In conclusion, Andrew Hoffecker’s book on Charles Hodge is essential for understanding “The Pride of Princeton,” the history and influence of Princeton Seminary, American Presbyterianism, and the historical theology and ecclesiology of Victorian American Christianity. Those interested in reading this biography may want to first read A. A. Hodge’s The Life of Charles Hodge, 1880 (also in reprints), because it provides the personal picture painted by Hodge’s son, which could then be tempered by the excellent historical and nonconsanguinous book by Dr. Hoffecker.

Barry Waugh


This review was originally published on pages 228-230 of The Confessional Presbyterian 8, 2012.
 

[1] Those celebrating the bicentennial of Princeton Seminary and American Presbyterian seminary education may also be interested in reading Paul C. Gutjahr’s fine work, Charles Hodge: Guardian of American Orthodoxy, Oxford, 2011, whose extensively researched biography is enhanced by illustrations and includes a helpful biographical section that gives brief entries regarding the lives of people in the Princeton community associated with Hodge.

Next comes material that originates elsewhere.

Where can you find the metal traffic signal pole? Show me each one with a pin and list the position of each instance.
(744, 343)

[2] The seminary was to have a faculty of three whose responsibilities included “instruction in Divinity, Oriental and Biblical Literature, and in Ecclesiastical History, and on Church Government, and on such other subjects as may be deemed necessary.” See the Minutes of the General Assembly of the Presbyterian Church in the United States of America from its Organization A.D. 1789 to A.D. 1820 Inclusive (Philadelphia: Presbyterian Board of Publication, [n.d.]), p. 454. The first professor at Princeton was Archibald Alexander (1812), the second was Samuel Miller (1813), and the third was Charles Hodge (1820). For the early faculty list, see Princeton Theological Seminary General Catalogue (Trenton: [n.p.], 1881) p. 12.

[3] Page 368, note 6; the book index has 31 passages listed for Alexander and 15 for Miller.

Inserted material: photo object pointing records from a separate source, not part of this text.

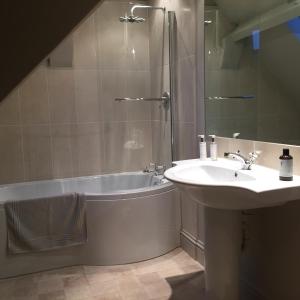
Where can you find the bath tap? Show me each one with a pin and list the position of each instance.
(246, 162)
(151, 168)
(155, 168)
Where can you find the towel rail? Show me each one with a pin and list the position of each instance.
(165, 98)
(247, 97)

[4] “The General Assembly of 1844,” Princeton Review 16, 3 (1844): 445-448.

[5] The Importance of Mature Preparatory Study for the Ministry: An Introductory Lecture, Delivered at the Opening of the Summer Session of the Theological Seminary at Princeton, New Jersey, July 3, 1829 (Princeton: Printed by Bernard Connolly for the Students of the Theological Seminary, 1829) p. 29, which is available in the online collection of Princeton Theological Seminary, http://scdc.library.ptsem.edu/mets/.

[6] Page 82; Hoffecker said this regarding Miller on p. 368 n. 6 and p. 376 n. 6, and he cites the work of Anita Schorsch, “Samuel Miller, Renaissance Man: His Legacy of ‘True Taste,” Journal of Presbyterian History 66, 2 (Summer 1988): 71-87.